Redistricting Reformers Renew Push


By Steve Kornacki
Published July 18th 2006 in Roll Call
When Rep. John Tanner (D-Tenn.) introduced legislation aimed at depoliticizing the redistricting process, it was, not surprisingly, met with indifference from leaders of both parties.

But that was before the Supreme Court stepped in last month and largely upheld the mid-decade gerrymandering that Texas Republicans used to radically reshape the partisan makeup of their state's Congressional delegation. The political dust storm kicked up by that ruling has brought some new attention to the wonkish and typically publicity-starved issue of redistricting.

"Hopefully, this latest Supreme Court ruling opens the door for the Congress to take action," said Tanner, whose bill has so far attracted 47 co-sponsors, two of them Republicans.

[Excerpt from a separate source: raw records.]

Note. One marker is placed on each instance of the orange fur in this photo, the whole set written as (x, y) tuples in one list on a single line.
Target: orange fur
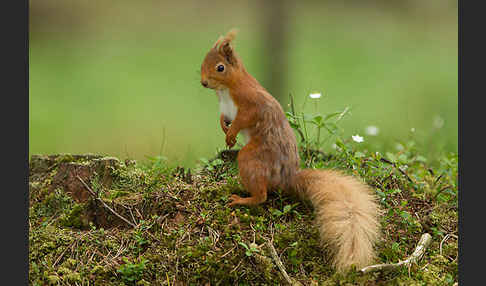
[(347, 212)]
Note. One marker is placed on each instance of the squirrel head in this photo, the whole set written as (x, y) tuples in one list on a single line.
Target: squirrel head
[(221, 65)]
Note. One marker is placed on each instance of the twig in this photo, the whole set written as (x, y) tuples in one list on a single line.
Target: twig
[(441, 190), (104, 204), (280, 266), (419, 251), (444, 239)]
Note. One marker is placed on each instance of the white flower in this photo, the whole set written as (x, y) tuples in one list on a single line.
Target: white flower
[(372, 130), (357, 138), (438, 122)]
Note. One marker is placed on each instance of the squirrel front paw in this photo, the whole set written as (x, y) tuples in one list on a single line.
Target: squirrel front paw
[(230, 140), (234, 200)]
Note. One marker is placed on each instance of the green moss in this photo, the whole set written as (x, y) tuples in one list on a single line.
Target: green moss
[(187, 231), (75, 217)]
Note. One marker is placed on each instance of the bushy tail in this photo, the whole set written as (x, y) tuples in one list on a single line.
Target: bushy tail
[(346, 214)]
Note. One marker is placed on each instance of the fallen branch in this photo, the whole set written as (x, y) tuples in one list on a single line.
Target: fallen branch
[(280, 266), (104, 204), (414, 258)]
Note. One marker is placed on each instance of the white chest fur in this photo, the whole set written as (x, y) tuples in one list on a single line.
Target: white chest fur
[(226, 104), (228, 108)]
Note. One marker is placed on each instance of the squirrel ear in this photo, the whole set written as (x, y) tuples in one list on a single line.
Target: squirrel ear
[(226, 50), (215, 45)]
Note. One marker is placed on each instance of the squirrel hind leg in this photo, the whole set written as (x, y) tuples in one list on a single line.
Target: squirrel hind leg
[(252, 177)]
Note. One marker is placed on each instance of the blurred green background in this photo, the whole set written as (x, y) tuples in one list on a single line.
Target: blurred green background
[(122, 77)]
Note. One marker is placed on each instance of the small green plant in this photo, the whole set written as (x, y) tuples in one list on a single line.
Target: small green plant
[(302, 123), (251, 249), (132, 272)]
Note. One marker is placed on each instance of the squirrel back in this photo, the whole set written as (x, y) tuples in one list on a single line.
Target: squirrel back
[(346, 208)]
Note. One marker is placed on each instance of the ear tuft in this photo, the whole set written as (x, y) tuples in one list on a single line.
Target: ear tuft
[(225, 47), (231, 35)]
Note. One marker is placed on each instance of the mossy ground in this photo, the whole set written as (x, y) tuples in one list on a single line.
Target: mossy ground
[(185, 234)]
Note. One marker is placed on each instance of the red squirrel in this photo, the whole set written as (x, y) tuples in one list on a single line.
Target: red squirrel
[(346, 208)]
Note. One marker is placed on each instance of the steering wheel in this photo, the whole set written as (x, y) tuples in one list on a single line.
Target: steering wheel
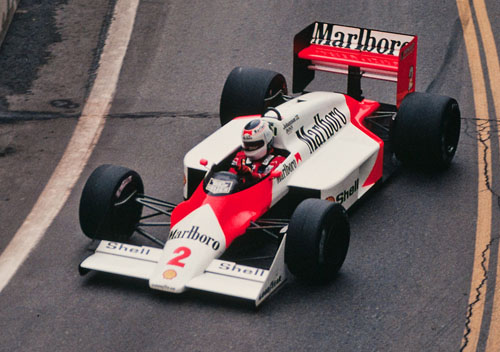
[(278, 115)]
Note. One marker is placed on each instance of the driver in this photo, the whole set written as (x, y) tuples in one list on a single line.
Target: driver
[(257, 159)]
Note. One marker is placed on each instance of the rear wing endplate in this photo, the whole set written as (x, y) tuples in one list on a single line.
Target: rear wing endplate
[(357, 52)]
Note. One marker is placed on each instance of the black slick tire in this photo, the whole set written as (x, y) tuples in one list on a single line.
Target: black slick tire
[(317, 240), (426, 130), (108, 209), (250, 91)]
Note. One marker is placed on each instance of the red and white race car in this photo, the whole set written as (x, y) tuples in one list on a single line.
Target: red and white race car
[(333, 149)]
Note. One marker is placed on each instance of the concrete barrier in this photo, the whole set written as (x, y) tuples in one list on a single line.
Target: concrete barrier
[(7, 9)]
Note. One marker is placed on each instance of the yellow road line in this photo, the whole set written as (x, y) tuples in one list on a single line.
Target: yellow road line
[(80, 147), (492, 61), (483, 226)]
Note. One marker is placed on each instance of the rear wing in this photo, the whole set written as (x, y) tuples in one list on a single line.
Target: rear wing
[(357, 52)]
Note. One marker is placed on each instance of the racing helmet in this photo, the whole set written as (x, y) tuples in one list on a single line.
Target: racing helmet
[(257, 139)]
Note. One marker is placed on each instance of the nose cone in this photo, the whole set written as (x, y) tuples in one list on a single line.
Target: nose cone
[(191, 246)]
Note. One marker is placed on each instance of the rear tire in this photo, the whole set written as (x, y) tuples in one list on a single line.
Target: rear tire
[(317, 240), (108, 210), (250, 91), (426, 130)]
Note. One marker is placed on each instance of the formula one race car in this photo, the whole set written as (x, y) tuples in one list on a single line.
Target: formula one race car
[(333, 149)]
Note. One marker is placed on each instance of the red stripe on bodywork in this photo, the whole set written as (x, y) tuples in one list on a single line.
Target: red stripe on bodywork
[(359, 111), (350, 57), (234, 212)]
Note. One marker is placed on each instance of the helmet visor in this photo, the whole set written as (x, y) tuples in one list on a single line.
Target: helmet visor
[(254, 145)]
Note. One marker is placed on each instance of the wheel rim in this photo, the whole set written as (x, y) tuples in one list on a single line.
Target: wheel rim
[(451, 133)]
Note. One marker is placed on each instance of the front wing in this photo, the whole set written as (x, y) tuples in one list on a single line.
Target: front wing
[(220, 276)]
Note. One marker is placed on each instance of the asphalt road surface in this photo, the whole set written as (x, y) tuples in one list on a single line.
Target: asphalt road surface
[(406, 283)]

He also recently picked up a Senate supporter, Tim Johnson (D-S.D.), who introduced companion legislation in his chamber.

"We have a Senate sponsor now, but I've always said the impetus for this has to come from outside of the Congress," Tanner said.

Tanner will be joined by an unusual collection of allies at a news conference today, an effort to gin up public support for a plan that would set national standards for how Congressional lines are drawn and ban tinkering between censuses. Rep. Zach Wamp (R-Tenn.), former Rep. John Anderson (R-Ill.), the national chairman of FairVote and a one-time presidential candidate, and Pete Sepp of the National Taxpayers Union will call for Congress to take up Tanner's Fairness and Independence in Redistricting Act.

Under the Tanner plan, each state's Congressional boundaries would be redrawn once every 10 years - after the federal census - by an independent commission, which would be equally represented by appointees of Democratic and Republican state legislators. As a safeguard, panel members would be compelled to foreswear running for Congress for the entire time their map is in effect; additionally, anyone who has sought office or been employed by a political party in the four years before the census would be prohibited from serving on the redistricting committee.

Tanner's bill would make Iowa's current redistricting procedure - enacted in 1980 and generally lauded by good government-types for producing balanced, competitive districts - the national norm. The state commissions specifically would be instructed to not consider the partisan makeup of a district or its voting patterns. Lines also would be drawn without regard to where incumbents reside.

The legislature would have veto power, but if no plan were adopted by Nov. 1 of a redistricting year, the state's highest court would then choose one.

Reform proponents, Tanner included, see the ever-shrinking pool of competitive House districts as a prime culprit in Washington, D.C.'s partisan polarization: With primaries more important than general elections in many districts, ideological purity has been incentivized.

"If anyone thinks the country is divided now, let this go on for eight or 10 years, with one party getting control of a state legislature and then redistricting the other party out," Tanner argued.

House Republicans, the beneficiaries of the 2003 Texas remap, mostly have been silent on Tanner's plan and other calls for overhauling redistricting. And, even though they have angrily attacked the Texas case and the precedent it set, higher-ups in Tanner's own party haven't given him much help, either.

When the Supreme Court's ruling was handed down last month, House Minority Leader Nancy Pelosi (Calif.) did say that, "We should pass Democratic legislation to conduct nonpartisan redistricting and to bar mid-decade redistricting." But she has not signed on to or spoken up in favor of Tanner's bill.

Pelosi has thrown her support behind a different redistricting plan, introduced last year by Rep. Zoe Lofgren (D-Calif.). But that bill, which primarily was backed by California Democrats, also has languished. It's widely believed that the plan was conceived simply to give political cover to Golden State Democrats, who pointed to it as a sign that they advocated reform even as they railed against Gov. Arnold Schwarzenegger's (R) own redistricting effort, which went down to defeat at the polls last fall.

"You're asking people to give up a lot of power," Tanner said. "But unless we can do this or something similar to it, the Congress is going to continue to engage in partisan warfare while the country's real problems continue to go unaddressed."